LPK Jepang di NTB akan membentuk Forum jejaring Pemagangan khusus industri Jepang.
Dalam rangka memperluas akses tenaga kerja NTB ke pasar kerja Jepang melalui program pemagangan serta kerja sama antar-lembaga yang kuat dan terstruktur, Dinas Tenaga Kerja dan Transmigrasi Provinsi NTB menggelar Rapat Koordinasi Pembentukan Forum Komunikasi Jejaring Pemagangan (FKJP) Jepang di Aula Disnakertrans, pada Jumat (01/11/2024).
Kegiatan ini diikuti oleh 34 Lembaga Pelatihan Kerja (LPK) di NTB, di mana 14 LPK sudah memiliki izin Sending Organization (SO). SO ini merupakan izin resmi dari Kementerian Ketenagakerjaan bagi LPK untuk mengirimkan tenaga kerja atau peserta magang ke negara penempatan.

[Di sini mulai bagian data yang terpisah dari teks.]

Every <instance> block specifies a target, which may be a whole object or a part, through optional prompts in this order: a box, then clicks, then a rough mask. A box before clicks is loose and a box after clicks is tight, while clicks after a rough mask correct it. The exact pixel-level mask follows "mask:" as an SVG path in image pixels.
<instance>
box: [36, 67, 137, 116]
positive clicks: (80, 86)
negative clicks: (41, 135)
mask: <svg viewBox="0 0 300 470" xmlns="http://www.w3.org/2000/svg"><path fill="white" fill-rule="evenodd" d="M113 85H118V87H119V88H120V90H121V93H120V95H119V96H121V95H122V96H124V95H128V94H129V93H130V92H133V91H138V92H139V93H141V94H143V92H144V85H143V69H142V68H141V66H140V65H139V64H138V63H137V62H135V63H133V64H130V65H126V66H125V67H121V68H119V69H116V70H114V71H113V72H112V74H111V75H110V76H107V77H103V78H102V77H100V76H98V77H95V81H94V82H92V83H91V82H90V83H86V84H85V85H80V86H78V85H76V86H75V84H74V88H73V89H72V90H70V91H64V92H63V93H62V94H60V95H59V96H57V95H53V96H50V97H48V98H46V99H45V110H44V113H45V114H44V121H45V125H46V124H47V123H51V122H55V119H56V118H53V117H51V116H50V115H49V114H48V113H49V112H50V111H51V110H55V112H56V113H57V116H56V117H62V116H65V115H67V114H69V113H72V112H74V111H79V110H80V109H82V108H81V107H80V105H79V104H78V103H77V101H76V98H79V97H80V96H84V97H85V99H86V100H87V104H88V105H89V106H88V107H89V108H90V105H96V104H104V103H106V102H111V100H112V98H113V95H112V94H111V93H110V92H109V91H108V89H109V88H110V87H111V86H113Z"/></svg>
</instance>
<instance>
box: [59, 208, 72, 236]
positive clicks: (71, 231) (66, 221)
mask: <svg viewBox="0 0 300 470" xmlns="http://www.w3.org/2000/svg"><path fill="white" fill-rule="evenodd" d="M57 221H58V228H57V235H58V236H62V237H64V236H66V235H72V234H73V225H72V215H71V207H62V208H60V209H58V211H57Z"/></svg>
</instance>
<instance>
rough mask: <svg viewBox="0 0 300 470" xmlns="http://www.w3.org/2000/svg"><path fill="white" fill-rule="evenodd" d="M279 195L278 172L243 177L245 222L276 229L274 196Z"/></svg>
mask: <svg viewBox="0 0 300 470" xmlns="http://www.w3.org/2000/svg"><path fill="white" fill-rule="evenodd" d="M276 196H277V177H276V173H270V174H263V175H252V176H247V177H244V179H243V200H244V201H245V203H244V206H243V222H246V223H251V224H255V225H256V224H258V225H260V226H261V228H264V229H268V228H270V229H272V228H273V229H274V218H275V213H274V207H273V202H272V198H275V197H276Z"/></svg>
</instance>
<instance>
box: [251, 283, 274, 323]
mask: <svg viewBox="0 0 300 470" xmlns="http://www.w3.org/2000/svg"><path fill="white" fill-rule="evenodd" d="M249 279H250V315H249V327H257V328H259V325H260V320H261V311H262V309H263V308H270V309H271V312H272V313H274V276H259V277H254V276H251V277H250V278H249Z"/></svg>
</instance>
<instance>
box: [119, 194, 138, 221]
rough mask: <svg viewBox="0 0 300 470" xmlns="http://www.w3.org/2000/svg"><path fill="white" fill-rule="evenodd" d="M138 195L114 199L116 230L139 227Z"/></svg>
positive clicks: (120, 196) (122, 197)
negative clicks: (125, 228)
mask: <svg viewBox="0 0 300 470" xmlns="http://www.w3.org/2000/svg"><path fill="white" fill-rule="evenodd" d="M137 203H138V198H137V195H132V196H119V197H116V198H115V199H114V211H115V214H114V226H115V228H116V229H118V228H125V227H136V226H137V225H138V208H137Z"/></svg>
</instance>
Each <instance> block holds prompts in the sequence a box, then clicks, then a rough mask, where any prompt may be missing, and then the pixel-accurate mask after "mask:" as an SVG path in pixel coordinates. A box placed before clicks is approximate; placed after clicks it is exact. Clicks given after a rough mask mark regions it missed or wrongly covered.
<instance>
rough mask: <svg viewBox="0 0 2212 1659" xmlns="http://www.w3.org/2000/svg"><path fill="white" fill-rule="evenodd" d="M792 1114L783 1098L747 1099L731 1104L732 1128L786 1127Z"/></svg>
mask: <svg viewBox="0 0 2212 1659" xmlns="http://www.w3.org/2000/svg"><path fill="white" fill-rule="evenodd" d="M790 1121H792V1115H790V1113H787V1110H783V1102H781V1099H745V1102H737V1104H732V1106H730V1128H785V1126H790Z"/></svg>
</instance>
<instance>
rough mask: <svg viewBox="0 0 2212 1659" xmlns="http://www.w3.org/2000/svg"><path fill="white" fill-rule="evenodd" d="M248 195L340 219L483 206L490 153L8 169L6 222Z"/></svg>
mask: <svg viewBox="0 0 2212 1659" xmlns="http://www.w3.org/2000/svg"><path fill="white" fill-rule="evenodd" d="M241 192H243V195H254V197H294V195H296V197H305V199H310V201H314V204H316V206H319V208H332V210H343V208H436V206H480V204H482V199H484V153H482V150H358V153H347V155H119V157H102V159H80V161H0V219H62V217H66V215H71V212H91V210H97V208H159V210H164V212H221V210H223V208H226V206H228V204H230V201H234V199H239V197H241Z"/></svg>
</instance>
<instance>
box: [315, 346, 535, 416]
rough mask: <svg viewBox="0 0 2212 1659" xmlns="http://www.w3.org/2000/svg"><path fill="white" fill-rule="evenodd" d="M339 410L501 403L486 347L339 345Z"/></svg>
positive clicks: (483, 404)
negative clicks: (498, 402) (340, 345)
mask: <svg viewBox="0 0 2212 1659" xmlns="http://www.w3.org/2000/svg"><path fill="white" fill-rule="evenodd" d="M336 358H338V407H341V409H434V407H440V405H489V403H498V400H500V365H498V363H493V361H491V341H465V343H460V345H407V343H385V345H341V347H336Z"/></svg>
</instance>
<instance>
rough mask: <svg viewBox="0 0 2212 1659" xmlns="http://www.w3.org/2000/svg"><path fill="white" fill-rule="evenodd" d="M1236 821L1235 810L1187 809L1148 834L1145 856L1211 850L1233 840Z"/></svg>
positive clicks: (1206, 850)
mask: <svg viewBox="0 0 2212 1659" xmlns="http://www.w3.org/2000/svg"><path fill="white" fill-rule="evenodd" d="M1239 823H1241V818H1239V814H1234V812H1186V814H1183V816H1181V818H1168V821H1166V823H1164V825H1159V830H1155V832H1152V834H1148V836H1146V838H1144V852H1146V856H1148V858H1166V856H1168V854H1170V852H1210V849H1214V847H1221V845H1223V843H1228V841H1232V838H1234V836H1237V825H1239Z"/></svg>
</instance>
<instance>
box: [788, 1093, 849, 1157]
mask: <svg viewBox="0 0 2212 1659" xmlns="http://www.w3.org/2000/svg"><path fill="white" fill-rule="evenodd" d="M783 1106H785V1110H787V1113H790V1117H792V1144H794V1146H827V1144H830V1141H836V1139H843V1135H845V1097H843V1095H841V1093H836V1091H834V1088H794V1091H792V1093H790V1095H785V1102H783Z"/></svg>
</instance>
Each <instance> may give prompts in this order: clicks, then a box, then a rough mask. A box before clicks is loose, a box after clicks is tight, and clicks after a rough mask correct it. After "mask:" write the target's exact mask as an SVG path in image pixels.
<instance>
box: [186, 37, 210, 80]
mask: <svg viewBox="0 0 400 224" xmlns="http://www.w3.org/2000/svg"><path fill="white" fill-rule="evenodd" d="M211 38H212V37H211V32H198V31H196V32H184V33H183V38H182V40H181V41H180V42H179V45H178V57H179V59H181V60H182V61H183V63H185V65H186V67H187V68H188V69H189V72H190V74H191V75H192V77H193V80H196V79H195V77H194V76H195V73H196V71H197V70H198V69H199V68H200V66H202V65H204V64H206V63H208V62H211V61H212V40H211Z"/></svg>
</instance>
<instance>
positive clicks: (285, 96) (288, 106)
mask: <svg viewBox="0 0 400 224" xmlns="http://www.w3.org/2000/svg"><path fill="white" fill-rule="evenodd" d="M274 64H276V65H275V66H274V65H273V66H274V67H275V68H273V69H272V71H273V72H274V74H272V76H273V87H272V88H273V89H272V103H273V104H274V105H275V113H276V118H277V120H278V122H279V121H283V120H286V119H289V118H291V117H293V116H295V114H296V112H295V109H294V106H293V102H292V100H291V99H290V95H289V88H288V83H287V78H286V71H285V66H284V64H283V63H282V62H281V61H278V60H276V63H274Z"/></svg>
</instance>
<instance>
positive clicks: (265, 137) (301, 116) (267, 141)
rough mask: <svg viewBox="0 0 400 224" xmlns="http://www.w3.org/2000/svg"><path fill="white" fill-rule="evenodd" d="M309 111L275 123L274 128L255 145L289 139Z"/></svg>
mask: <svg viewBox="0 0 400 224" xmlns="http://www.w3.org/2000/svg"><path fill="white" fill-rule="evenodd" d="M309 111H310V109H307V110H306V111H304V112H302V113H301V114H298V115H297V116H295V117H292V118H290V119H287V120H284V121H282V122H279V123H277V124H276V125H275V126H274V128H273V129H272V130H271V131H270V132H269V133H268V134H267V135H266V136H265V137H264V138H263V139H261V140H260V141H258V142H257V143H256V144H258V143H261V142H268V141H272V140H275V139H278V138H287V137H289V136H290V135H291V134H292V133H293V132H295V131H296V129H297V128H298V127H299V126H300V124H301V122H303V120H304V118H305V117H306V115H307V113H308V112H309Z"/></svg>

Kepala Dinas Tenaga Kerja dan Transmigrasi Provinsi NTB, I Gede Putu Aryadi, S.Sos., M.H., saat membuka kegiatan tersebut menyampaikan bahwa penempatan kerja di Jepang memiliki regulasi yang sangat ketat dan berbeda karena tidak ada penempatan perusahaan ke perusahaan atau private to private (P to P). Penempatan ke Jepang hanya ada melalui jalur G to G (Government to Government), atau penempatan mandiri di mana perusahaan Jepang membuka kesempatan kerja dan pencari kerja melamar langsung.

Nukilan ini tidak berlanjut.